A venepuncture test is when a small needle attached to a syringe is inserted into a vein, usually in the donor’s arm and is then used to draw out a sample of blood. The blood is cantered into blood vials specific to each test and is then sent for analysis.
Why does Lextox Use this Method?
At Lextox, our collectors currently adopt the venepuncture extraction method to obtain a blood sample for the following reasons:
- When done properly, venepuncture is no more painful than finger-prick testing.
- Venepuncture allows more options with regards to sample site collection, suitable veins for the extraction of blood can be found all over the body.
- Blood extracted using the venepuncture method have been known to yield more dependable results as the specimen comes directly from the circulation.

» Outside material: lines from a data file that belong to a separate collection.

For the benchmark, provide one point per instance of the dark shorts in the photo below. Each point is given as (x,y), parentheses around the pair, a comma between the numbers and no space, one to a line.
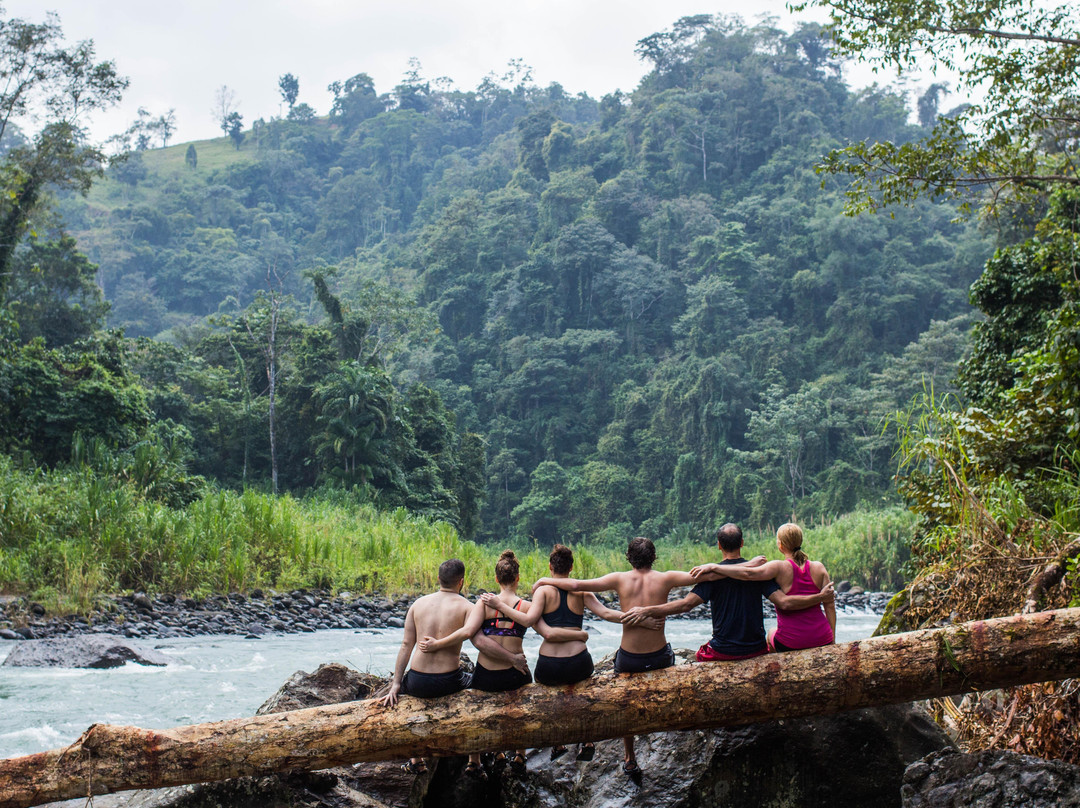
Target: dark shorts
(433,685)
(626,662)
(498,681)
(564,670)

- The venepuncture method provides the reliability of obtaining samples of good quality without any volume concerns.
- Blood alcohol tests carbohydrate deficient transferrin (CDT) and liver function test (LFT) can only be performed using venepuncture, which also means that if a client requests phosphatidyethanol (PEth) testing alongside CDT and/or LFT, we only use one extraction method which saves time for both the client and donor.
Blood alcohol marker analysis should form part of the evidential picture when trying to assess an individual’s chronic alcohol use and at Lextox, we recommend that it is used in conjunction with other evidence, such as hair alcohol marker testing.